Peter Thiel is using his position in Trump's transition team to make sure commercial space grows even further under the new administration. A few weeks ago, the President-Elect named the first members of NASA's "landing team," who all seemed to favor a space agency that builds its own spacecraft and rockets with legacy government contractors like Boeing and Lockheed Martin. According to The Wall Street Journal, though, Thiel "argued forcefully" for private space companies' place in Trump's NASA, essentially acting as the spokesperson for SpaceX's Elon Musk and Blue Origin's Jeff Bezos who share his concerns.
Thiel's efforts (with help from Newt Gingrich and former Republican Congressman Robert Walker) didn't go to waste: ex-NASA official Charles Miller, a proponent of commercial space, has just been given a seat in Trump's landing team. WSJ says the incoming administration is also expected to bring in other pro-private space personnel. The names floating around include Alan Lindenmoyer, the former chief of NASA's commercial space taxi program, and Alan Stern, head of the New Horizons mission and chairman of the Commercial Spaceflight Federation.

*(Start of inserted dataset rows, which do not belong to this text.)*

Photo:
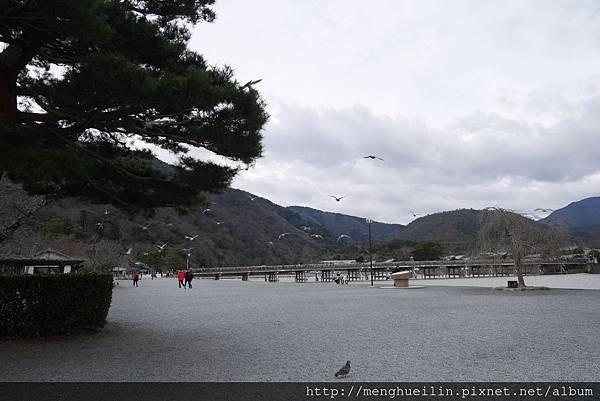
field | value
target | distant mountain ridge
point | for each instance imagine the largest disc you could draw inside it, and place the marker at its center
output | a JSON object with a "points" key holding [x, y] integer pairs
{"points": [[581, 217], [343, 224]]}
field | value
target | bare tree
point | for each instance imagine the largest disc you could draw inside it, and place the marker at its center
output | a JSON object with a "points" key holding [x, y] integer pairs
{"points": [[503, 229]]}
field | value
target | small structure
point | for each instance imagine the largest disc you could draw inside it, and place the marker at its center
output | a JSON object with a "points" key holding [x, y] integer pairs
{"points": [[119, 272], [46, 262], [401, 278]]}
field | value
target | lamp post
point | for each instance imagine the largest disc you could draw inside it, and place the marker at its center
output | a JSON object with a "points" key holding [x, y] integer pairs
{"points": [[369, 221]]}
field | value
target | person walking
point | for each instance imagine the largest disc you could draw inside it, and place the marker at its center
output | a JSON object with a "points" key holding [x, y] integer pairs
{"points": [[181, 278], [189, 276]]}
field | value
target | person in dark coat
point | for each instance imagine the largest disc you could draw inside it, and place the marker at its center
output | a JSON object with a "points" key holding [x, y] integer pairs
{"points": [[181, 278], [189, 276]]}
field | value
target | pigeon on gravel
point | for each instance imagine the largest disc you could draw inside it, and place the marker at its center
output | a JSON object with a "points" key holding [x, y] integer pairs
{"points": [[344, 370]]}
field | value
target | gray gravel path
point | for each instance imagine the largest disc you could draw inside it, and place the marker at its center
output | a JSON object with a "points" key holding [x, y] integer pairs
{"points": [[254, 331]]}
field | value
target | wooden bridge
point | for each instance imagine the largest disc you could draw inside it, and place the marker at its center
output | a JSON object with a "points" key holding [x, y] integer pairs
{"points": [[326, 272]]}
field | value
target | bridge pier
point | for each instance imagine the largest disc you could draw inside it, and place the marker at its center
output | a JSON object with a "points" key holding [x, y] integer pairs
{"points": [[301, 276], [453, 271], [380, 274], [326, 276], [353, 274]]}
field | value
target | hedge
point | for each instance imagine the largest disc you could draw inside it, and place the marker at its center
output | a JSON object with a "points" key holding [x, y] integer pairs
{"points": [[45, 305]]}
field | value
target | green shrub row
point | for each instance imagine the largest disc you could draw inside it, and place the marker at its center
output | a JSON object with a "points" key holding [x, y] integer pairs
{"points": [[45, 305]]}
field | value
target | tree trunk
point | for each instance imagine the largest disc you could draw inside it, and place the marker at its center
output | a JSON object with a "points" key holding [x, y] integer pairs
{"points": [[519, 269], [8, 98]]}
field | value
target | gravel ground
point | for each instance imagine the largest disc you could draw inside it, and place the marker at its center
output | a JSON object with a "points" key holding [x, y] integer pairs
{"points": [[255, 331]]}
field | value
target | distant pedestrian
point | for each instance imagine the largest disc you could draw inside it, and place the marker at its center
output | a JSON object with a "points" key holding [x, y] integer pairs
{"points": [[181, 278], [189, 276]]}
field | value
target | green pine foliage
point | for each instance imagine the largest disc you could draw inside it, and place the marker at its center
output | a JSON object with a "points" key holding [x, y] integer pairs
{"points": [[92, 76]]}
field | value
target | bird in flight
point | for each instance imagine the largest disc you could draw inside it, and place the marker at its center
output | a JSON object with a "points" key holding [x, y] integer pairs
{"points": [[344, 370], [250, 83]]}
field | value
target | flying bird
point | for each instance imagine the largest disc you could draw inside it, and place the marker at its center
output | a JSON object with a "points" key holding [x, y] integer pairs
{"points": [[250, 83], [344, 370]]}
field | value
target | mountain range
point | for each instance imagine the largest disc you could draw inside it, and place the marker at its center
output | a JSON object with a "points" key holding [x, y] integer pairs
{"points": [[239, 228]]}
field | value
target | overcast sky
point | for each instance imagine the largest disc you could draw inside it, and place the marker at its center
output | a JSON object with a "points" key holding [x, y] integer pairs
{"points": [[471, 103]]}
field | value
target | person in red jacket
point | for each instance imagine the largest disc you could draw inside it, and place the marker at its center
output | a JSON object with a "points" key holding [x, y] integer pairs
{"points": [[181, 278]]}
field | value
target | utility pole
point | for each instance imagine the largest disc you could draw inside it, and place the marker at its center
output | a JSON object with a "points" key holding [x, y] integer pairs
{"points": [[369, 221]]}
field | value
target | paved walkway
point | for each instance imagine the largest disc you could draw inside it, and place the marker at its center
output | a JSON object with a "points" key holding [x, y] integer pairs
{"points": [[255, 331]]}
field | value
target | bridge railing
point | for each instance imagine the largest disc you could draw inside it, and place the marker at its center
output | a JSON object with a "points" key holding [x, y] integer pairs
{"points": [[408, 265]]}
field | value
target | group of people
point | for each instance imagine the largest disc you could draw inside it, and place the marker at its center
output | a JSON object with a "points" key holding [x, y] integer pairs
{"points": [[185, 278], [340, 279]]}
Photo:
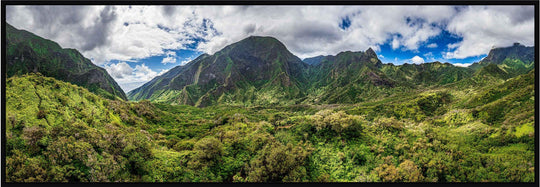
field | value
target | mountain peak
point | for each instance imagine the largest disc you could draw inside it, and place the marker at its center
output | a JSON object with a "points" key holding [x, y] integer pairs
{"points": [[516, 51]]}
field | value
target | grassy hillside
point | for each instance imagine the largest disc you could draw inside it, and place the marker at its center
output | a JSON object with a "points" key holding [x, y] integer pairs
{"points": [[57, 131], [29, 53]]}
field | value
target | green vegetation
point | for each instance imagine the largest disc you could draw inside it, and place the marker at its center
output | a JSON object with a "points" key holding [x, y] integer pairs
{"points": [[59, 132], [28, 53]]}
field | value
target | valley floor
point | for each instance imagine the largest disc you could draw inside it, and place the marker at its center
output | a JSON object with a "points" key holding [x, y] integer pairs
{"points": [[56, 131]]}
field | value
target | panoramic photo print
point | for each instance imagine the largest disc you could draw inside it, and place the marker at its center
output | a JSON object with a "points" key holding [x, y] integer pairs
{"points": [[219, 93]]}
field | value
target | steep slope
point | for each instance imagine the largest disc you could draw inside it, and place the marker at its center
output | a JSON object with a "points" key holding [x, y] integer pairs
{"points": [[351, 77], [514, 60], [256, 70], [26, 52], [60, 132]]}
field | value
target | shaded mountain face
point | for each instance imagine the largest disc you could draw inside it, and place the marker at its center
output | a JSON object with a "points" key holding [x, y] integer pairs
{"points": [[256, 70], [512, 61], [261, 71], [26, 53], [517, 51]]}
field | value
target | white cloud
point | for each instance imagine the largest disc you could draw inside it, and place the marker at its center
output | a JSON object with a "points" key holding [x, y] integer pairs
{"points": [[130, 78], [417, 60], [170, 57], [119, 70], [483, 27], [462, 64], [129, 33], [395, 43]]}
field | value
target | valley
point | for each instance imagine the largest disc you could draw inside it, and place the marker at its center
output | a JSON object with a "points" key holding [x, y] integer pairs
{"points": [[254, 112]]}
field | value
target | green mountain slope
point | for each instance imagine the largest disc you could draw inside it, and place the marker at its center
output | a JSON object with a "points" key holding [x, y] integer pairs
{"points": [[26, 52], [60, 132], [256, 70]]}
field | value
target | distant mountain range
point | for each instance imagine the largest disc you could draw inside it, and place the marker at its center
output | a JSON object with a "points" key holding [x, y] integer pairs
{"points": [[26, 52], [262, 71]]}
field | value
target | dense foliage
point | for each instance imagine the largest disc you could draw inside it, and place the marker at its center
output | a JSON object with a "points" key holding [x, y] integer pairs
{"points": [[57, 131], [26, 52]]}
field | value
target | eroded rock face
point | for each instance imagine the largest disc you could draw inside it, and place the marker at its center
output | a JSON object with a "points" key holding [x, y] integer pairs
{"points": [[257, 63], [517, 51], [30, 53]]}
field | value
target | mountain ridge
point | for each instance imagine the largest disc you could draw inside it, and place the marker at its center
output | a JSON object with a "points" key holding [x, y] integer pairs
{"points": [[27, 52]]}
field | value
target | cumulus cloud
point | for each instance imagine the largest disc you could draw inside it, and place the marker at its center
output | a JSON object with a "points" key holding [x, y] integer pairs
{"points": [[119, 70], [417, 60], [462, 64], [432, 45], [483, 27], [104, 33], [131, 33], [128, 33], [129, 78], [170, 57]]}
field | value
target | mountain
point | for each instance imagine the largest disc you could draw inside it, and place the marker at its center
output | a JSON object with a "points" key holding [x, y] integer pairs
{"points": [[314, 60], [256, 70], [351, 77], [514, 60], [27, 52], [261, 71]]}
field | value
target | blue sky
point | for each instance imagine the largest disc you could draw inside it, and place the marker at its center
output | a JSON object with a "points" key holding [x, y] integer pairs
{"points": [[137, 43]]}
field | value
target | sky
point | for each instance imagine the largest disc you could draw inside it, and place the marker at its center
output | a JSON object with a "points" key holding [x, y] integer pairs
{"points": [[137, 43]]}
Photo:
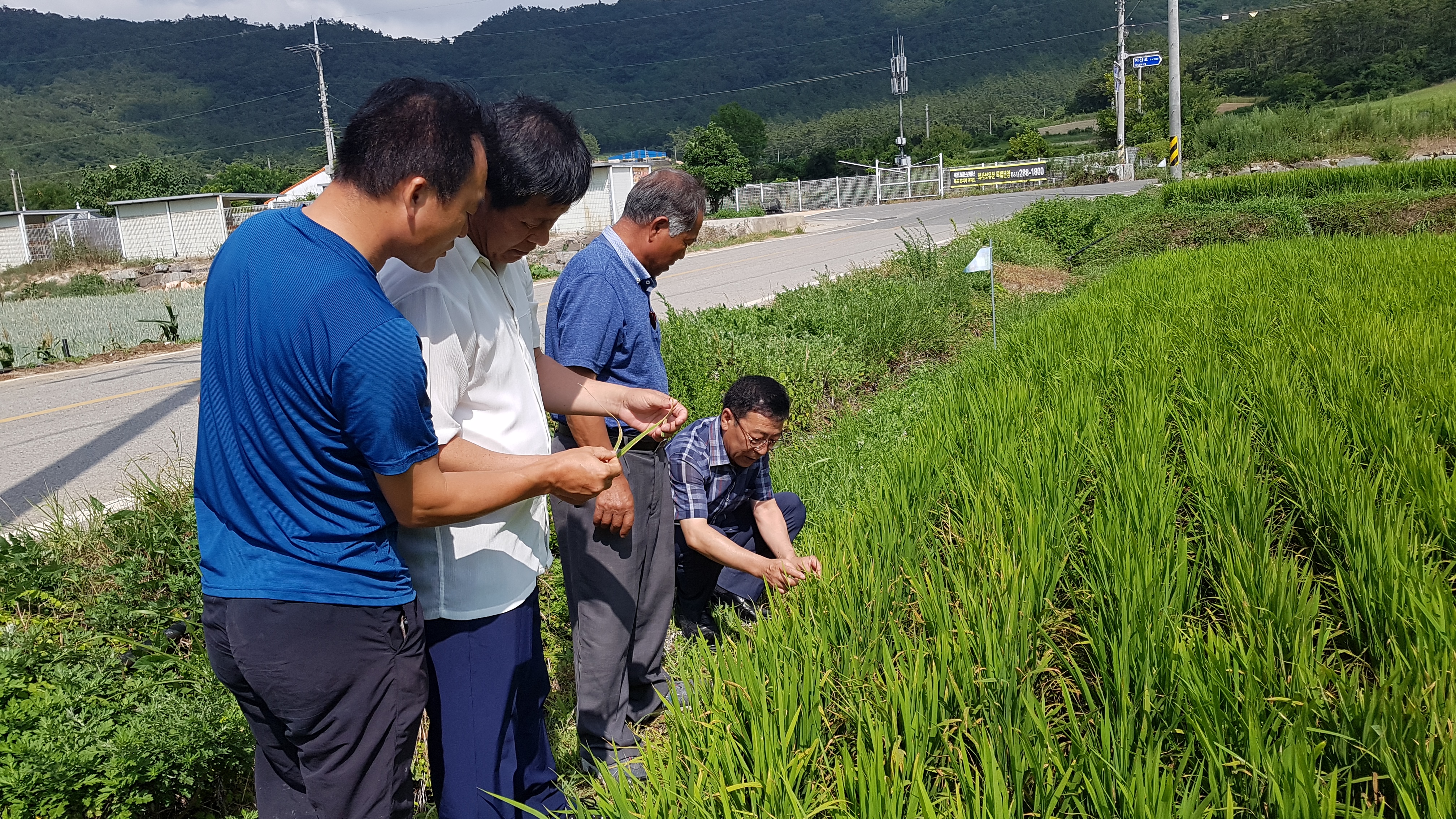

That said, not everyone's happy with this development. The government's legacy contractors are reportedly accusing Thiel and Musk of pushing for commercial space for their own financial gain. Thiel, one of Musk's PayPal co-founders, was one of SpaceX's earliest investors. WSJ clarifies that this landing team won't exactly be in charge of running NASA under the Trump administration, so it could still go either way. However, they can exert their influence, help recruit like-minded personnel and even stay on to make decisions for the space agency.